The eulogy is a way to sum up the life of the person who has passed. To do this well, the writer must have a good sense of the individual and their life.
Since the responsibility of the eulogy typically falls on those close to the deceased, the writer may have all the information they need to adequately paint a picture of the deceased’s life and impact. However, it can be helpful to get input from people who were closest to the person as well.
If it is too difficult for immediate family or their closest friends to deliver the eulogy, it is appropriate to designate someone who was less close to the person. In this case, it may be beneficial for the eulogist to interview people closest to the deceased to get multiple perspectives on their life and check facts and details if needed.
It is also important to understand your audience. Is the funeral going to be attended by family? Friends? Acquaintances? Colleagues? Adjust the content for the people you will be speaking to.
Additionally, it is important to understand how the audience feels about the deceased and their death and adjust your tone accordingly. If it was a sudden or tragic death, it might be advisable to avoid discussing the details leading up to the end of their life. If the individual was a serious person, it might be best to minimize jokes. Alternatively, if the individual was fun-loving, the eulogy can be more upbeat and playful. The audience can vary greatly, so take time to understand them and what they expect before writing the eulogy. You want to ensure you memorialize the deceased in a way that loved ones will appreciate.
When you sit down to write the eulogy, here are several tips that will help in the process.
There are no set ways or specific formulas to use when structuring the eulogy. To start, spend some time brainstorming. Think about the deceased and write any idea that comes to your mind. Think about conversations, stories, milestones, memories – anything that will help the audience create a mental picture of who the deceased was. This is also a good time to talk to friends and family about their memories of the deceased.
Some general things to discuss in a eulogy may include the following:
After brainstorming, condense the information you have. A eulogy can be delivered in three to five minutes. This gives you enough time to give a meaningful speech without overwhelming the audience with too much information. Most people speak at a rate of 100 to 125 words per minute. So a three-minute eulogy would be about 300 to 400 words on a page.
To condense it, you should start by looking at the examples you have come up with or provided by others and pick out the ones that truly represent the deceased’s personality. For example, if they are known for being a jokester, give an example of a funny prank they pulled on you or someone else. If they were selfless, explain how they gave back to their community or helped others. Tell a story or provide an example that demonstrates that part of their life and personality.

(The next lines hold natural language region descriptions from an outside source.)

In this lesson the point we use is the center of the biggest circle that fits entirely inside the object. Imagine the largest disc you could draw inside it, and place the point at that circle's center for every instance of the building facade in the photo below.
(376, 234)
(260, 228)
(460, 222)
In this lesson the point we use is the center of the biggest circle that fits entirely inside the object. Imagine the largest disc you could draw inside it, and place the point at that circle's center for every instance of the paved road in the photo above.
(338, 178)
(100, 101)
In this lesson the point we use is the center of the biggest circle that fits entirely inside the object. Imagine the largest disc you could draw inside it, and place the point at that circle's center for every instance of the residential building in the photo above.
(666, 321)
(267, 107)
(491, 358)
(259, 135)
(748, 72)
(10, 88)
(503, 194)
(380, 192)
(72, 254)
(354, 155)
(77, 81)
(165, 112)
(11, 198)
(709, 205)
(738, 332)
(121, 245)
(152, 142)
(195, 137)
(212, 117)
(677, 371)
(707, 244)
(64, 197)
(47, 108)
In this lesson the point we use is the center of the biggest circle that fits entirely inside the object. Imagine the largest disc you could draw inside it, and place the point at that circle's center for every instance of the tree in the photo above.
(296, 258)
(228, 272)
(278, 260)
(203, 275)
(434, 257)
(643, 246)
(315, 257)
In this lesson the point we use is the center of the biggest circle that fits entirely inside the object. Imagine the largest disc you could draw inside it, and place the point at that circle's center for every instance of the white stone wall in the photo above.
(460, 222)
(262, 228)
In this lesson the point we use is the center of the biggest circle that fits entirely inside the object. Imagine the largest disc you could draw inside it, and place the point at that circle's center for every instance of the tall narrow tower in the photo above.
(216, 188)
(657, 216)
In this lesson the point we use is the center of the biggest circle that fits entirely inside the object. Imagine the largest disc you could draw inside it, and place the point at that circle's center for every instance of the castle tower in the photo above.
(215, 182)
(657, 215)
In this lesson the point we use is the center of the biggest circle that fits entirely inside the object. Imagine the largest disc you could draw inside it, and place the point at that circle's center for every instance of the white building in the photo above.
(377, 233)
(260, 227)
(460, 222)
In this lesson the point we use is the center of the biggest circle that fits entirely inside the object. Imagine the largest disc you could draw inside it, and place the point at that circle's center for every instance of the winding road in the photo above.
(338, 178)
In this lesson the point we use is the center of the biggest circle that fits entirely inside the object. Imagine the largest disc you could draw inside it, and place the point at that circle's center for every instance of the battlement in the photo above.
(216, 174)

Once you have condensed your talking points, it is time to tie everything together. You must decide how you would like to structure the information you have. You can do this chronologically, reverse chronologically, by theme, by topic, etc.
How you organize it is up to you; however, the speech should have a beginning, middle, and end. In the beginning, you should introduce yourself briefly by saying who you are and what your relationship was to the deceased and then go straight into talking about the person’s life. The middle of the eulogy will consist of any information you feel is essential. This should be the longest section. The end should be short and sweet and give one last farewell to the deceased. For example, you could end it by saying something you said to them before they died. Or you could also say something you would have liked to have said to them.
Once you have created the speech, it is time to make any edits or changes. It is a good idea to have family and friends read it to ensure the information is correct and that it portrays apporporiately the type of person the deceased was.
Once you have a final draft of the eulogy, it is a good idea to rehearse speaking it beforehand. Read it aloud to ensure that it sounds authentic and heartfelt. When delivering the speech, make sure also to speak slowly and clearly and use a conversational tone.
Giving a eulogy can be difficult for some people to do. It can be an emotional time. Some eulogists may become overcome with emotion as they deliver the speech. Cry if you need to cry, pause, take a deep breath, take a short break – anything you need to do to get through it. You can also have a standby that will read it for you if it becomes too difficult. The purpose of the eulogy is not to judge the public speaking abilities of the one delivering it. It is to honour the deceased. Friends and family will understand and forgive any mistakes made in the delivery. They will also be grateful for the memorialization.